A church was erected here in the 14th century in the former Jewish quarter of the "Cartellone", by the order of the Knights of Malta, specifically the Commenda di Modica-Randazzo, founded by the Count of Modica born to the Chiaramonte family. The symbols of an octagonal cross hearken to this group.

The initial church was dedicated to the Holy Bishop Giuliano l'Ospedaliere, and there was an adjacent hospice to the church.
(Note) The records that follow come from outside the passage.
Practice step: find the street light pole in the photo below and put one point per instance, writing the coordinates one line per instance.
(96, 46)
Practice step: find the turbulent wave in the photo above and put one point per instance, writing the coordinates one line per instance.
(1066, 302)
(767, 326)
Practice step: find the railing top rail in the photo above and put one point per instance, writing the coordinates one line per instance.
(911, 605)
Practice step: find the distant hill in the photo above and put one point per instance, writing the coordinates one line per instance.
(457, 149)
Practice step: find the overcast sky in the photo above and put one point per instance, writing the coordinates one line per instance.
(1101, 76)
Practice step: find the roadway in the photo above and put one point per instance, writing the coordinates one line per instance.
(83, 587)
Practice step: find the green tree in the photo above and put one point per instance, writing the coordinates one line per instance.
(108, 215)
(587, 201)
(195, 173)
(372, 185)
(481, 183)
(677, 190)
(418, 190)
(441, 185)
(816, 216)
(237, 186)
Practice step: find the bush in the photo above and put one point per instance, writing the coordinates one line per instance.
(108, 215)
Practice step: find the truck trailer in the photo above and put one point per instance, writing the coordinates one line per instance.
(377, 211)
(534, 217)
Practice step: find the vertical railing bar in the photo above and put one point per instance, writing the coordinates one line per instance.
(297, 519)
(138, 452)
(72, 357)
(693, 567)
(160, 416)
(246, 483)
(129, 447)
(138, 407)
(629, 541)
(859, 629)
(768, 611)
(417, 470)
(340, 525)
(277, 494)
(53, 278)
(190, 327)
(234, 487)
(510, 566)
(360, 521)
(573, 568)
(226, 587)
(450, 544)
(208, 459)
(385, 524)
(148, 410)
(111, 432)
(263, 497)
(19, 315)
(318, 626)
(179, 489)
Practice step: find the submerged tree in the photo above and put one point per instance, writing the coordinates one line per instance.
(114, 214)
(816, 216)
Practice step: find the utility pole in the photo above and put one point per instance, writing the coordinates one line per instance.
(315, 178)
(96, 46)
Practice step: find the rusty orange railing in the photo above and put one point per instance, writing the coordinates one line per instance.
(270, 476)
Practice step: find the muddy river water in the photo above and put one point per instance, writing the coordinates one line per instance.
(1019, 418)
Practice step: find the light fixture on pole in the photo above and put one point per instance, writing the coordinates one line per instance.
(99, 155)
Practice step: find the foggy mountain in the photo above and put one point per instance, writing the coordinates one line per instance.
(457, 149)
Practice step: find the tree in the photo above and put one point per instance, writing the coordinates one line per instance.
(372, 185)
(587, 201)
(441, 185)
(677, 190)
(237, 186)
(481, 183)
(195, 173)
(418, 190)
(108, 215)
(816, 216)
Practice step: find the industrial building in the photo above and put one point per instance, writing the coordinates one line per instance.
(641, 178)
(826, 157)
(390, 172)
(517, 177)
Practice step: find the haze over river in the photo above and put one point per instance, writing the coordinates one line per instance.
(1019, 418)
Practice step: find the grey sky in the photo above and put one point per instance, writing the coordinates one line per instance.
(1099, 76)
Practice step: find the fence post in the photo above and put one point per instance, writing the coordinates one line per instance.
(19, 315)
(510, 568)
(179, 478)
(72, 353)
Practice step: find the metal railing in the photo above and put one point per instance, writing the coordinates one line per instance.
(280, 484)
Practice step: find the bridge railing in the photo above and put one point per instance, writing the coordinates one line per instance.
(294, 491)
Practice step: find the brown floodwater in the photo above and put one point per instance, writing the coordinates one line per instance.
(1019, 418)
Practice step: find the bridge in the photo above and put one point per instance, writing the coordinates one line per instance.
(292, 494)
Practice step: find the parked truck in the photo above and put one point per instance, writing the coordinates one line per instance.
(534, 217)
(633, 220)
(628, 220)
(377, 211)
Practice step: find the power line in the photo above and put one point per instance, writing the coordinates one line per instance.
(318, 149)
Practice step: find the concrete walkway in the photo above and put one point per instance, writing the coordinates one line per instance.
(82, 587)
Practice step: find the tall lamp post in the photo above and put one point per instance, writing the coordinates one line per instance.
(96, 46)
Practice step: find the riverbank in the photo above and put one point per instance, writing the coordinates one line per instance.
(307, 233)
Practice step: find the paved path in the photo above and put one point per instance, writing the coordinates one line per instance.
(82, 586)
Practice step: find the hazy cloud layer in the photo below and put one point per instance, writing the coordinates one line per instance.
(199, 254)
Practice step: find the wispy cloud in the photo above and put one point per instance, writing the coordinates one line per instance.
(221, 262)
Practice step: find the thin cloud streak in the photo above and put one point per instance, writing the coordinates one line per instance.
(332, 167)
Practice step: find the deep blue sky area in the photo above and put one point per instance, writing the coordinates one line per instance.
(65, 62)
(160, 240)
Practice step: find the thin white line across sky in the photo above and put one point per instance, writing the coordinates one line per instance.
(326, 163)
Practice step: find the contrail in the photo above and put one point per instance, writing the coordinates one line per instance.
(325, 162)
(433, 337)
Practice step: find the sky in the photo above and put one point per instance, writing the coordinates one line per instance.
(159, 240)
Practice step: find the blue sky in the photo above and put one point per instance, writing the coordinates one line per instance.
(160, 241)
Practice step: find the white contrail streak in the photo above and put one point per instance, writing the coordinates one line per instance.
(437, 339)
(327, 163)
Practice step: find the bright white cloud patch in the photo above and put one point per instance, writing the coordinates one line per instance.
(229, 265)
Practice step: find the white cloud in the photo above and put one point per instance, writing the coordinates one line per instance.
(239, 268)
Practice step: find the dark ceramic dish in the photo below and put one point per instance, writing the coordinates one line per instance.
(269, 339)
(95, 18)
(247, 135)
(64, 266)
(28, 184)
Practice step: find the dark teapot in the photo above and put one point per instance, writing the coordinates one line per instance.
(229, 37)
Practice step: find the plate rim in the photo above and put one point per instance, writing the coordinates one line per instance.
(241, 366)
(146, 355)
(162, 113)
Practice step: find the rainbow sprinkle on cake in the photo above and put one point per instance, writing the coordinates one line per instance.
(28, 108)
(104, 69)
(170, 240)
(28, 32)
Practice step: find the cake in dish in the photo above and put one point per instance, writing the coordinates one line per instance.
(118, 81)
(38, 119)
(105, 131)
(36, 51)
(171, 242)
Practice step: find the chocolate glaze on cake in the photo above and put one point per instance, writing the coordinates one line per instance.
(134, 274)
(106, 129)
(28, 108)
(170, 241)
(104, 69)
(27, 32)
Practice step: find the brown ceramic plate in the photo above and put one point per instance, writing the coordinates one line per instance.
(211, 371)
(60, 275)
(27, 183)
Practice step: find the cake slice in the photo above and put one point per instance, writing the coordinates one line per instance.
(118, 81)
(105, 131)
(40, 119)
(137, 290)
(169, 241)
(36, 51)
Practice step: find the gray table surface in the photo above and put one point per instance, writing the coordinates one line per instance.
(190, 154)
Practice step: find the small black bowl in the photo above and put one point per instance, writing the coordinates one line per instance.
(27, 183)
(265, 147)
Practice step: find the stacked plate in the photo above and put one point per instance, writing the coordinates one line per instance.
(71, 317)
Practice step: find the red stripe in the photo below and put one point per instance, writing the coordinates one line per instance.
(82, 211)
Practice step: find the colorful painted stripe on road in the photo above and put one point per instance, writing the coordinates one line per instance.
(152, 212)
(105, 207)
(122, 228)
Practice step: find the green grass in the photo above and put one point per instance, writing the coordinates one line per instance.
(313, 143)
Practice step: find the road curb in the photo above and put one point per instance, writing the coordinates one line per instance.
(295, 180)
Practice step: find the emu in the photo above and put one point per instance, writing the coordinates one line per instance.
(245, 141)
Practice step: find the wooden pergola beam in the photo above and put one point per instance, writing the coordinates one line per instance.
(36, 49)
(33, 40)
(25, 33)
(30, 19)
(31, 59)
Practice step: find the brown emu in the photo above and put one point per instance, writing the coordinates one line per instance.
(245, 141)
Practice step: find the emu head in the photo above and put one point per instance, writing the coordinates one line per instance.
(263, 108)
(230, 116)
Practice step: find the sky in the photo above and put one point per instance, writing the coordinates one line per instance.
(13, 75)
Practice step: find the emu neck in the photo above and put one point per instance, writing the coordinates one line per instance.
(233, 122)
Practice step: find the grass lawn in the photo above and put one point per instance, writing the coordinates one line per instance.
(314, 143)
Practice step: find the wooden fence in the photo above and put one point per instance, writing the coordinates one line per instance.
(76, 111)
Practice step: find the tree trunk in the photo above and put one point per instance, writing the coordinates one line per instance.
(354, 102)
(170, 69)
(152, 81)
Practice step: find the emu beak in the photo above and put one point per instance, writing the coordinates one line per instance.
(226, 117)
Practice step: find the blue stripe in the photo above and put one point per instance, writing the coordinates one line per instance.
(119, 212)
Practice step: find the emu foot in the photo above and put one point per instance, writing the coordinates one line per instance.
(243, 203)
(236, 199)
The church was little damaged by the earthquake of 1693, and was not modified until the first half of the 18th-century to modernize the church in a baroque style. The façade, completed in 1740. The interior has a rich decoration of floral terracotta decorations. The interior has a central nave and two aisles separated by Corinthian columns. The arch of the presbytery was completed in 1739.

The church has five lateral altars (1741-1758) enriched by sculptures and intaglio by the Cultraro family. Among these, the altars of San Giuliano and of the Crucifix, the oldest, have some of the most elaborate decoration with garlands of flower and fruit. The altars of San Biagio and the Holy Family are more restrained. The altar of the presbytery houses the canvas depicting the Madonna dell'Idria, derived from the Greek Odigitria meaning the Our Lady Showing the Way. At the start of the right nave is the Chapel of the Addolorata completed in the 19th century.